The technique known as Measurement-Based Probabilistic Timing Analysis (MBPTA) promises producing Worst-Case Execution Time (WCET) bounds for real-time systems' tasks based on the analysis of execution time measurements through Extreme Value Theory (EVT), a statistical framework designed to estimate the probability of extreme events. For that MBPTA requires the analysed tasks' maximum observed execution times to adhere to an extreme value distribution, such as Gumbel or Generalized Extreme Value (GEV), and allows determining execution time values expected to be exceeded only with arbitrarily small probabilities. Several works on the area assume that the Gumbel model should be employed in such analysis, while others consider GEV, which generalizes Weibull, Gumbel and Fréchet models, would be more adequate. In this work we perform an empirical assessment on the reliability and tightness of the WCET bounds determined through the GEV and Gumbel models. We do so by comparing the yielded estimates and their associated confidence intervals against the maximum values observed on large samples (e.g. of size 100 million), of both real and synthetic nature, as the modelling sample size is increased.
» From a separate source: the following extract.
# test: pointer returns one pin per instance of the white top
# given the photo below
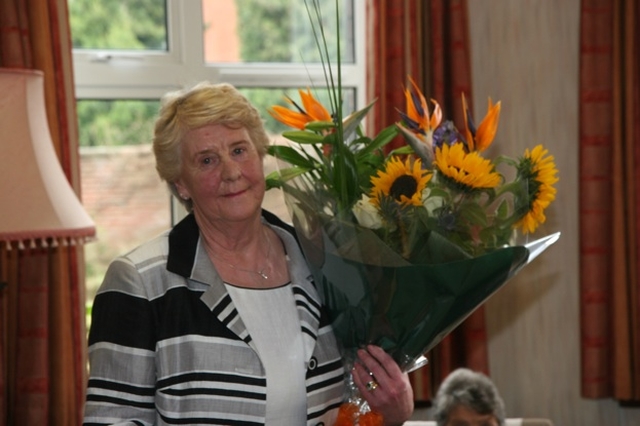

应用EVT进行概率WCET估计时使用GEV或Gumbel模型
基于测量的概率时序分析(MBPTA)技术承诺通过极值理论(EVT)对执行时间测量的分析,为实时系统的任务产生最坏情况执行时间(WCET)界限,EVT是一种旨在估计极端事件概率的统计框架。为此,MBPTA要求所分析的任务的最大观察执行时间遵循一个极值分布,如Gumbel或广义极值(GEV),并允许仅在任意小概率的情况下确定预期超过的执行时间值。这一领域的一些研究认为应该采用Gumbel模型进行分析,而另一些研究则认为概括了Weibull、Gumbel和fr切特模型的GEV模型更合适。在这项工作中,我们对通过GEV和Gumbel模型确定的WCET边界的可靠性和严密性进行了实证评估。当模型样本量增加时,我们通过比较产生的估计及其相关的置信区间与在真实和合成性质的大样本(例如规模为1亿)上观察到的最大值来做到这一点。
本文章由计算机程序翻译,如有差异,请以英文原文为准。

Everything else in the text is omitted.